Jeśli weźmiemy pod uwagę emocje, które generować może bryła samochodu – w pełni testowany model wart jest swojej ceny. LC wygląda bowiem spektakularnie bez względu na to z której strony się na niego patrzy i czy spogląda się na detale, czy na ogół. W kwestii szczegółów można wymienić światła, doskonale komponujące się z ostro „narysowanym” grillem – które to elementy jednak nie sprawiają wrażenia przestylizowanych. Tak samo tylne lampy idealnie współgrają z resztą nadwozia.

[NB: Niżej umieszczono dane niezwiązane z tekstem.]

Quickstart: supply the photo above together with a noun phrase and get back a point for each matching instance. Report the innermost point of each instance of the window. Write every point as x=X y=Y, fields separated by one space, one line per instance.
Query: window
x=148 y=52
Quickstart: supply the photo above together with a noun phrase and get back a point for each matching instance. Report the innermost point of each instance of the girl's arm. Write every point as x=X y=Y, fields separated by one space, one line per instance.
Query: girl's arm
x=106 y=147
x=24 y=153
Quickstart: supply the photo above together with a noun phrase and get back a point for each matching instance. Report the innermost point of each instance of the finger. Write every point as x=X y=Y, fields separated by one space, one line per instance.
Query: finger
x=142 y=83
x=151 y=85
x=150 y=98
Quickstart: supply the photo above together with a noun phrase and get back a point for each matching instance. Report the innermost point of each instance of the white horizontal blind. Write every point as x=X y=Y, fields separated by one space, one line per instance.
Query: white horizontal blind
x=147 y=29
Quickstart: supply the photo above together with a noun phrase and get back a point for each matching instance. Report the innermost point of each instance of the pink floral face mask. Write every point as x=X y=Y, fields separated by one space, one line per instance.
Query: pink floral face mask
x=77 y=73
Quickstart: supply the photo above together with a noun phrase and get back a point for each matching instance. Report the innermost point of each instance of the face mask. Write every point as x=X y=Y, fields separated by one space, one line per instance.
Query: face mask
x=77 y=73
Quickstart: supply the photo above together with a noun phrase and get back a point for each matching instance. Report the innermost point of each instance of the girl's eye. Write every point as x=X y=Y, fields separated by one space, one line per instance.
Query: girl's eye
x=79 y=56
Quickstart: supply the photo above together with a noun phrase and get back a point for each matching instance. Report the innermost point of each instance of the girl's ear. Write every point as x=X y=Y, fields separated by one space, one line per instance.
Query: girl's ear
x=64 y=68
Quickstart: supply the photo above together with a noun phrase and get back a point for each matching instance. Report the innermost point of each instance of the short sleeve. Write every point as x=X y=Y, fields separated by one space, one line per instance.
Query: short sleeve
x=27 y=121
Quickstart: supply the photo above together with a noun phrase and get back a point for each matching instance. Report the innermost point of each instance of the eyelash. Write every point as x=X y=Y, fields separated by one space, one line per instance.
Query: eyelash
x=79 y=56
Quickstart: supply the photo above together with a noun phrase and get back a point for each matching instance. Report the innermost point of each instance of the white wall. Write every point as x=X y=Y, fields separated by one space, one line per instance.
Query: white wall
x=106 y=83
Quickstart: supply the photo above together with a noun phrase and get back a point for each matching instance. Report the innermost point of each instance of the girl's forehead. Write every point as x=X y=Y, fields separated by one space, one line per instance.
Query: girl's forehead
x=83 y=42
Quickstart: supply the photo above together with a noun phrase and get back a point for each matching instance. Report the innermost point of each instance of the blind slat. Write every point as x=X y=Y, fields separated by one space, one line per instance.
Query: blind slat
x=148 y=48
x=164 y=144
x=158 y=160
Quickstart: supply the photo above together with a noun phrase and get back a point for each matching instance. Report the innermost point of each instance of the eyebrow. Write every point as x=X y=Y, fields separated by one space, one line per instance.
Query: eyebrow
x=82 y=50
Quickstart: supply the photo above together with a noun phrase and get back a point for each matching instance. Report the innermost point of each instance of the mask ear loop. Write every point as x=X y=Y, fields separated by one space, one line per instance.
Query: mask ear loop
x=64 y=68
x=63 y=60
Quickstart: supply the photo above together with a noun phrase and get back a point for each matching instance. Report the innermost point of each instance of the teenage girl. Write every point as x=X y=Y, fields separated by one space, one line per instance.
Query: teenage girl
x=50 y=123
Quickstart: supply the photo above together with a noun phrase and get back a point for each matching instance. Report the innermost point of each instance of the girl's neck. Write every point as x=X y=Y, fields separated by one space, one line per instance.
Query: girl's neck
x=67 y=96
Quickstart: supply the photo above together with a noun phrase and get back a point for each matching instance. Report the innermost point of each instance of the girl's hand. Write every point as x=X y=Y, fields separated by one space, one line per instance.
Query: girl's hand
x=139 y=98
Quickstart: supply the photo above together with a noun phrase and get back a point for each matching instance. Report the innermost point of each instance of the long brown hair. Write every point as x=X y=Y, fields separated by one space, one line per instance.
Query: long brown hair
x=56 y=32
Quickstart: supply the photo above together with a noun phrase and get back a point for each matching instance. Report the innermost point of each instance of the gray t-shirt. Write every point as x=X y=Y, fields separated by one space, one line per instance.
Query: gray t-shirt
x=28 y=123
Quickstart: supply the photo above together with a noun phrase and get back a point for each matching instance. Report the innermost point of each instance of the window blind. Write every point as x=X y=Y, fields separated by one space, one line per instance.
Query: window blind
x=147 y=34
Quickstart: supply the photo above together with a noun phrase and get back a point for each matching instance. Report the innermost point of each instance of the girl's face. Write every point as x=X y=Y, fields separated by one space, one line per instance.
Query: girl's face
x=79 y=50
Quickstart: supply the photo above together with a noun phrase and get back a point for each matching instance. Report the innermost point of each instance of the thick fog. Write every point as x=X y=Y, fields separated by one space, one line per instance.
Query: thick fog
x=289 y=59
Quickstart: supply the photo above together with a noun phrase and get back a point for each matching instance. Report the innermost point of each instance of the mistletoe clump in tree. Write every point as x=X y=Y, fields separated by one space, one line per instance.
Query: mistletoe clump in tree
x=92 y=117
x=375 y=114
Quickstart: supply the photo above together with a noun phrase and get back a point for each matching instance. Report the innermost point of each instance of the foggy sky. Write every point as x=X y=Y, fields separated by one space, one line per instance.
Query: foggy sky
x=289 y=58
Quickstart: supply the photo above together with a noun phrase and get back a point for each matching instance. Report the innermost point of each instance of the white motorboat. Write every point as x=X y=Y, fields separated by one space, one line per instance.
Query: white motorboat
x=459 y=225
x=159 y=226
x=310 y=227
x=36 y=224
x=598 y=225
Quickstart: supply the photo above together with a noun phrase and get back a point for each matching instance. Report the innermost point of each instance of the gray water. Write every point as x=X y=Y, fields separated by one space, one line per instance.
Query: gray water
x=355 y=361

Największe wrażenie Lexus LC robi jednak na mnie, gdy patrzę na ogół jego nadwozia. Ten samochód jest tak niesamowicie opływowy, tak zgrabny i spójny stylistycznie, że aż trudno jest wskazać dla niego godnego konkurenta pod kątem wyglądu w tym przedziale cenowym – chyba tylko BMW i8 robi podobne wrażenie. Poza tym konkurentów dla testowanego modelu wypada szukać już u naprawdę egzotycznych producentów, takich jak Lamborghini czy Ferrari, z metkami, na których widnieje cena ponad 1 000 000 zł.
Wnętrze
Pozytywne emocje estetyczne nie ustają, gdy zajmie się miejsce w środku. Kierowcę otaczają wtedy opływowe – spójne z designem nadwozia – kształty, na których znalazły się materiały najwyższej jakości. Wersja SuperTurismo cechuje się sportowym wykończeniem kabiny, dlatego skóra wsparta została w wielu miejscach alcantarą, którą znaleźć można na drzwiach, fotelach czy podsufitce. To wszystko, wespół z brązową kolorystyką sprawia, że w kabinie LC 500 można poczuć się naprawdę wyjątkowo.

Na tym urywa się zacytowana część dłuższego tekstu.